Third Party Projects



At Datadog, when we decided in 2017 to migrate to a containerized infrastructure, we chose Kubernetes as our containers orchestrator. Its API driven design, its extensibility, and, more importantly, its thriving and growing community, made us decide to fully use it for our infrastructure and applications (including stateful applications).

Our current infrastructure runs on dozens of Kubernetes clusters, on different clouds, adding up to thousands of Kubernetes nodes. The Compute team at Datadog, responsible for this infrastructure, also manages the Kubernetes control plane directly, tweaking the different Kubernetes components, including the API server.

Over the years, Datadog’s engineering teams have been contributing to different Kubernetes projects – new features, corner cases, or bugs – in order to run Datadog successfully.

In this article, we highlight some of these contributions, as well as spotlight some Datadog engineers who have made significant contributions to the project.


As mentioned, Datadog runs a large Kubernetes infrastructure in several public clouds. At this scale it also means that our autoscaling needs are very high and stretch the limits of the different autoscaling solutions. Throughout these years, Datadog engineers have been contributing to the different autoscaling solutions.

Vertical Pod Autoscaler

The Vertical Pod Autoscaler (VPA) is a Kubernetes component that automatically suggests (and optionally updates) container’s CPU and memory requests based on usage statistics.
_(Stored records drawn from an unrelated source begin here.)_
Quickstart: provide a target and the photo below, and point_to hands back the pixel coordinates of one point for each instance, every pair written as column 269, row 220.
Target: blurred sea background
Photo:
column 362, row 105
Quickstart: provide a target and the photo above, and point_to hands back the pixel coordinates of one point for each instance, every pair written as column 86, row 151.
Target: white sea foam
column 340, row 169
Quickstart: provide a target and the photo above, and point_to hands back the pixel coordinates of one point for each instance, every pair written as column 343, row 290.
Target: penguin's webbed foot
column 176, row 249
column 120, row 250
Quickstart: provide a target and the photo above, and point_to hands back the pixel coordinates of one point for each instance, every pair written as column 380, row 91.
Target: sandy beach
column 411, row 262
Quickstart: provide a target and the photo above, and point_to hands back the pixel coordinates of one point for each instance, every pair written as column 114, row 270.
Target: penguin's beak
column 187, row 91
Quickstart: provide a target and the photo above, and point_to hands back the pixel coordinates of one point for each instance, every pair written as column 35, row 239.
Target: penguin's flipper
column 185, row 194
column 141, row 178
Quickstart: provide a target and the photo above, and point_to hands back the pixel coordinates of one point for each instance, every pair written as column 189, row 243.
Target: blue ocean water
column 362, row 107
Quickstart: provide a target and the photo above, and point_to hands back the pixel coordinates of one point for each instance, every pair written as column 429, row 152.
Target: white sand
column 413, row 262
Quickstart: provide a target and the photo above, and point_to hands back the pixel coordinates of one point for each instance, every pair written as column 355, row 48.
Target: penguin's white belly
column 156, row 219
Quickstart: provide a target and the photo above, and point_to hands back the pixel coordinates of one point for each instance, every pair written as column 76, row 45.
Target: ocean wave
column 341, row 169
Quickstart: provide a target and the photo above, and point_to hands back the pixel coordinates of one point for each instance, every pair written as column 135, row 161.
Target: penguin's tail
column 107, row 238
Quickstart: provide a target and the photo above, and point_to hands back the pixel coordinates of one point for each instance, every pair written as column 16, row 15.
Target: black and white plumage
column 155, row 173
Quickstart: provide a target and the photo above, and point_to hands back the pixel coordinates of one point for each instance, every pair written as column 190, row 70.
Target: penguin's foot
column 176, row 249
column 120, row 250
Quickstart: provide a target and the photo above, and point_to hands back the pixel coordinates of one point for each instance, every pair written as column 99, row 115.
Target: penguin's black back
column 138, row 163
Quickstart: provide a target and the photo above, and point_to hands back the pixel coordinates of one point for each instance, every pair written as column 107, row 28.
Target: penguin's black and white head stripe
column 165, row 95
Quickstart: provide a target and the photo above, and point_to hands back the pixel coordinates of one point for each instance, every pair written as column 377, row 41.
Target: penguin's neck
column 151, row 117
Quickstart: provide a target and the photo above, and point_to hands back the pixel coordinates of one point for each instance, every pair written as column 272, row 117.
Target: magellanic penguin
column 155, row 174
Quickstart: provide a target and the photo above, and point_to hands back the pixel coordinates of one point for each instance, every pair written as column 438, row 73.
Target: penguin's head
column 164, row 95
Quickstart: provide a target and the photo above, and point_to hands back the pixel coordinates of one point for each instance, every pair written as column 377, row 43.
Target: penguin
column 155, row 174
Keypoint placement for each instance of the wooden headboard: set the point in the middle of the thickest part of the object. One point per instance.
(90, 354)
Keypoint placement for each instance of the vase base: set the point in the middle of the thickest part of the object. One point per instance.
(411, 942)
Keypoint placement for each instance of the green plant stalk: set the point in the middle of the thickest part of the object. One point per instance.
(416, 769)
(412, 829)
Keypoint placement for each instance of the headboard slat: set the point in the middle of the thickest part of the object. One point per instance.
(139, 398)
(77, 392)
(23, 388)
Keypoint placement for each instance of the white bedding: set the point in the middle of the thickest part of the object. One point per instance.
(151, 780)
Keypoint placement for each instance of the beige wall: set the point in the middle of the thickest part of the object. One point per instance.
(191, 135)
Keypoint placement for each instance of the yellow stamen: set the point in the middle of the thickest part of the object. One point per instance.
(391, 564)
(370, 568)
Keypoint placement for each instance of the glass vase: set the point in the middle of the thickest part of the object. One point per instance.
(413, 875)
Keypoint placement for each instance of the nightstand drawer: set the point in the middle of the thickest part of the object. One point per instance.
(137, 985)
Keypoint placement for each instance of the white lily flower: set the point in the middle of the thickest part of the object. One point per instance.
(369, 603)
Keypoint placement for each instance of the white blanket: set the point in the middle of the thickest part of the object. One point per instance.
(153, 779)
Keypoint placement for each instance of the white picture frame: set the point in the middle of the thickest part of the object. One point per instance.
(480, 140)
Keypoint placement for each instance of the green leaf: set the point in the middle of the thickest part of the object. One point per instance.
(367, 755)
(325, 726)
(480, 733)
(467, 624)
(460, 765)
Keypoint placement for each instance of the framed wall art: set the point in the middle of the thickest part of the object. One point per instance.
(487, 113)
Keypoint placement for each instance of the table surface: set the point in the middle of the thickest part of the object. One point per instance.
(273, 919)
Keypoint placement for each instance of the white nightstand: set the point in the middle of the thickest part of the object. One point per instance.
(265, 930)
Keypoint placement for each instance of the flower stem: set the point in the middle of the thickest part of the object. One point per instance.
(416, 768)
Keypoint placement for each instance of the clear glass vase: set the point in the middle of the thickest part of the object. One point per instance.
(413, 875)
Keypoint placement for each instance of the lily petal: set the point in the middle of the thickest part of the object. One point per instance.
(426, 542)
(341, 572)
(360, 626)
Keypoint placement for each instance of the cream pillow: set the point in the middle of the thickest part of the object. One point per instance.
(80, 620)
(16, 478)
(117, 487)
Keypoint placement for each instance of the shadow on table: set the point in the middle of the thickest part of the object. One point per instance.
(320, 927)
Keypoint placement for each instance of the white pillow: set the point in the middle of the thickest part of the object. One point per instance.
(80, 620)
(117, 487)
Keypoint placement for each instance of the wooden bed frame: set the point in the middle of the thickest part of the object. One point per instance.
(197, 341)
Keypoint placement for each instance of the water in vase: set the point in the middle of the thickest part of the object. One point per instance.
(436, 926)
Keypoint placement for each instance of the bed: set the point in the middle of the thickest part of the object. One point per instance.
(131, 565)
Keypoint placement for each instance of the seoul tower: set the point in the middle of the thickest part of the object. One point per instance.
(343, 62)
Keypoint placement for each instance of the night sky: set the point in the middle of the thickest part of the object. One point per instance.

As part of our internal usage of Kubernetes, we rely on the VPA to develop internal tools to ensure developers select a good amount of CPU and memory requests for their workloads.

As part of our internal VPA usage, engineers from the Compute team (the team behind our Kubernetes infrastructure) have been proposing improvements and bug fixes to the VPA that benefit both Datadog internal usage and the wider community.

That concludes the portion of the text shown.